Seamus Heaney, an Irish literary giant who was awarded the Nobel Prize for Literature in 1995, has died aged 74, according to various reports.
Born near Toomebridge, Norther Ireland, Heaney worked as a teacher and then had a distinguished and effectively unparalleled career in poetry, living most of his literary life in Dublin.
He had suffered from ill heath in recent years and donated a collection of his literary papers to the National Library of Ireland in 2011, including a vast collection of loose-leaf, typescript and manuscript worksheets and notebooks.
Heaney's most notable works include Death of a Naturalist (1966), Station Island (1984), Seeing Things (1991) and North (1975). His poem Miracle was directly inspired by his health struggles, particularly the stroke he suffered.

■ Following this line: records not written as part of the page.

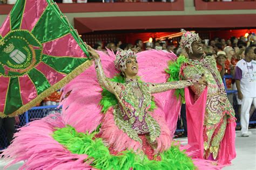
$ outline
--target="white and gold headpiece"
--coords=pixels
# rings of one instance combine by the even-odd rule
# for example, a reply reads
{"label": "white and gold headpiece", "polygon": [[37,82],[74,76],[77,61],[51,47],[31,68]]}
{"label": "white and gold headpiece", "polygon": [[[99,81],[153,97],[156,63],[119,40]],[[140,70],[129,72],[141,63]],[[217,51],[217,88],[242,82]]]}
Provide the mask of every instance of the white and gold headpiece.
{"label": "white and gold headpiece", "polygon": [[181,29],[180,31],[183,33],[183,34],[179,44],[184,48],[185,47],[188,48],[190,52],[193,53],[191,44],[196,40],[200,41],[199,36],[193,32],[186,31],[184,29]]}
{"label": "white and gold headpiece", "polygon": [[117,48],[116,60],[114,60],[116,68],[119,71],[124,72],[126,68],[126,60],[130,57],[136,59],[137,56],[135,52],[131,49],[123,50],[120,48]]}

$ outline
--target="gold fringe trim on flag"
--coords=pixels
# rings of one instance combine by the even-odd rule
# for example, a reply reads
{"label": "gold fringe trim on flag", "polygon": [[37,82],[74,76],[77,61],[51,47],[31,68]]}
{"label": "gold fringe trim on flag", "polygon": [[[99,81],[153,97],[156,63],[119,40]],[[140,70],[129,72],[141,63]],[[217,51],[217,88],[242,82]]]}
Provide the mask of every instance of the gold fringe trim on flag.
{"label": "gold fringe trim on flag", "polygon": [[64,79],[53,84],[49,89],[42,92],[41,94],[37,96],[35,98],[31,101],[30,102],[21,107],[17,110],[10,115],[5,115],[3,112],[0,112],[0,117],[4,118],[7,117],[14,117],[19,115],[24,114],[28,110],[31,108],[36,106],[38,103],[41,102],[45,97],[49,96],[52,93],[56,91],[57,90],[62,88],[65,84],[69,83],[76,76],[78,76],[89,67],[92,65],[91,60],[87,60],[83,64],[80,65],[76,68],[71,73],[66,75]]}

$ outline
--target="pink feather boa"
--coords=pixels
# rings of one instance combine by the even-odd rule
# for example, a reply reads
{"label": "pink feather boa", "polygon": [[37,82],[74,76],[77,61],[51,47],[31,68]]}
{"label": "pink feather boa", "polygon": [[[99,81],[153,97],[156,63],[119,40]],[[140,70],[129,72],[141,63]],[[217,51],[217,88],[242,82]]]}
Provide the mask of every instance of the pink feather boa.
{"label": "pink feather boa", "polygon": [[65,126],[57,114],[20,128],[12,143],[3,151],[4,159],[10,162],[5,168],[24,160],[19,169],[93,169],[90,162],[84,162],[86,154],[72,154],[52,138],[56,128]]}

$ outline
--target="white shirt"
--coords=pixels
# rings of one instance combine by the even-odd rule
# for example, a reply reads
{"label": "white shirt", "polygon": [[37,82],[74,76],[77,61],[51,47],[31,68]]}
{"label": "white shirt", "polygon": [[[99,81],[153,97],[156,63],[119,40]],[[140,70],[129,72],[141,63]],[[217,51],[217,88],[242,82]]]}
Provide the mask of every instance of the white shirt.
{"label": "white shirt", "polygon": [[256,97],[256,61],[248,62],[242,59],[235,66],[235,79],[240,81],[243,96]]}

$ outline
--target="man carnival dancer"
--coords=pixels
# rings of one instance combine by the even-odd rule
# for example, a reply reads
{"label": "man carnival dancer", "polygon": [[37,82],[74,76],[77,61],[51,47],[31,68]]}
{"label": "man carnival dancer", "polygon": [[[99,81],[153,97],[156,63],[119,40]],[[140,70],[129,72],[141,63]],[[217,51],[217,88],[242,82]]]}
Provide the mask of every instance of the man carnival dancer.
{"label": "man carnival dancer", "polygon": [[[188,125],[188,144],[198,143],[202,153],[199,158],[218,160],[223,164],[230,164],[230,161],[235,157],[234,110],[227,97],[215,59],[211,56],[203,58],[203,45],[198,34],[186,32],[183,29],[181,32],[183,34],[180,44],[188,54],[188,59],[181,65],[180,79],[188,80],[204,74],[208,83],[207,87],[194,84],[185,91],[186,103],[188,103],[188,94],[193,94],[192,100],[197,101],[204,91],[207,93],[206,100],[203,102],[205,110],[200,110],[202,107],[199,105],[198,102],[195,102],[194,105],[187,104],[187,116],[190,115],[188,117],[192,117],[190,120],[188,118],[188,122],[190,121],[188,124],[191,125],[190,127]],[[190,92],[186,93],[188,91]],[[192,109],[197,107],[198,109]],[[193,119],[193,116],[200,116],[199,113],[204,115],[201,120],[198,118]],[[191,123],[193,121],[201,126],[195,128]],[[197,129],[198,127],[203,128],[203,130]],[[198,136],[197,132],[200,130],[202,131],[200,136],[195,137],[195,135]]]}

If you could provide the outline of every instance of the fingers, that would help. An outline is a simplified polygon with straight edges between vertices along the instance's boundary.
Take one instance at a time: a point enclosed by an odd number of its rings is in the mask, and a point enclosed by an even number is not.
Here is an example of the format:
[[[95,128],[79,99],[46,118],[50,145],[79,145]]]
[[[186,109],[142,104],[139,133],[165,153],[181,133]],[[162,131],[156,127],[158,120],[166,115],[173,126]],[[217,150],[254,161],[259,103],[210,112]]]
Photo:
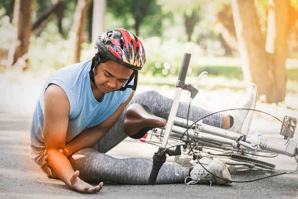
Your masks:
[[[68,158],[69,158],[69,151],[68,150],[67,150],[67,149],[59,149],[59,151],[62,154],[64,155],[65,156],[66,156]]]
[[[76,182],[76,179],[79,175],[79,172],[78,170],[76,170],[74,172],[74,174],[71,176],[71,178],[70,178],[70,181],[71,181],[72,184],[75,183]]]
[[[95,193],[98,193],[102,189],[103,186],[103,183],[101,182],[101,183],[99,183],[99,184],[98,185],[97,185],[97,186],[90,188],[90,189],[89,189],[88,190],[88,191],[86,192],[89,194],[95,194]]]

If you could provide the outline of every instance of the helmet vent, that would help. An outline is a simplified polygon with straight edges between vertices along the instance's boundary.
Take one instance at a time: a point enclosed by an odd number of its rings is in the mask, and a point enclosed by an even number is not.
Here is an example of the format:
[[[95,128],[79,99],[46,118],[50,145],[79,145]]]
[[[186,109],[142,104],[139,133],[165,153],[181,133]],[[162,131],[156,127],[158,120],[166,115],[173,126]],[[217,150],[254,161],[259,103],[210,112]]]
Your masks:
[[[112,35],[113,35],[113,31],[110,31],[107,32],[107,35],[108,35],[108,37],[111,38],[111,37],[112,36]]]
[[[120,47],[121,48],[121,49],[122,50],[124,50],[124,42],[123,41],[123,39],[122,39],[122,38],[121,38],[121,40],[120,40]]]

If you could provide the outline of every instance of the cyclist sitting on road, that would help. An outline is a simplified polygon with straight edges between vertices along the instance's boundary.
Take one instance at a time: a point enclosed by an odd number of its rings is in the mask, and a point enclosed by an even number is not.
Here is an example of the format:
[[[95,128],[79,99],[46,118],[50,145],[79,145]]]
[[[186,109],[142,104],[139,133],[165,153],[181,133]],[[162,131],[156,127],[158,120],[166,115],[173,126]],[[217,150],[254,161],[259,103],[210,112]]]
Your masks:
[[[127,137],[123,124],[130,104],[144,104],[155,115],[166,118],[173,100],[153,91],[134,96],[138,71],[144,67],[146,56],[142,42],[131,32],[121,28],[104,31],[95,47],[98,52],[91,60],[67,66],[48,78],[33,115],[30,157],[48,176],[79,192],[100,191],[102,183],[93,187],[85,182],[89,181],[147,184],[151,160],[120,159],[105,153]],[[239,107],[254,108],[255,91],[252,85]],[[186,118],[188,108],[180,102],[177,116]],[[192,120],[211,113],[195,106],[190,109]],[[232,116],[218,113],[203,122],[240,132],[247,112],[235,111]],[[210,160],[205,167],[227,181],[205,172],[200,165],[179,168],[179,176],[172,166],[164,165],[156,184],[183,183],[188,177],[190,184],[229,183],[224,162]]]

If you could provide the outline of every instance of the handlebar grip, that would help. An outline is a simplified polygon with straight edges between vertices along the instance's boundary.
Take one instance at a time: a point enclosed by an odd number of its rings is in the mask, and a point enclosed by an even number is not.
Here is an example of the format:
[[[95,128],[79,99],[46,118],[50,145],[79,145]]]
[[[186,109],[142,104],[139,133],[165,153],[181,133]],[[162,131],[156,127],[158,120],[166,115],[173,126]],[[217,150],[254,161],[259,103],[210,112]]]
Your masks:
[[[185,82],[185,78],[186,78],[186,75],[187,74],[187,70],[188,70],[188,66],[189,65],[191,56],[191,54],[190,53],[184,53],[184,56],[183,57],[183,59],[182,60],[182,63],[181,64],[181,67],[179,74],[178,81],[183,83],[184,83]]]
[[[154,168],[152,168],[152,170],[151,170],[151,173],[150,174],[150,176],[149,177],[149,180],[148,181],[148,183],[149,185],[154,185],[155,184],[155,182],[156,180],[156,178],[157,178],[157,175],[158,175],[159,172],[159,169],[157,170]]]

Heaney's death comes only two days after he appeared at the International Society of Anglo-Saxonists Conference, reading a selection of his translations of Old English and Medieval Irish poetry, as well as poems on medieval topics, according to ITN.
Tributes have already begun flooding in, with broadcaster Jon Snow writing on his Channel 4 blog, "He was probably one of the greatest poets of the late 20th/early 21st century. When you met him, he was an extension of the poetry that you had read. A wonderful man, white-tousle-haired head, full of light and life, who always greeted you as a long-lost friend."
Over the course of his career, Heaney won a plethora of literary awards, including the distinguished TS Eliot Prize. He was also made Honorary Fellow of the Royal Society of Literature.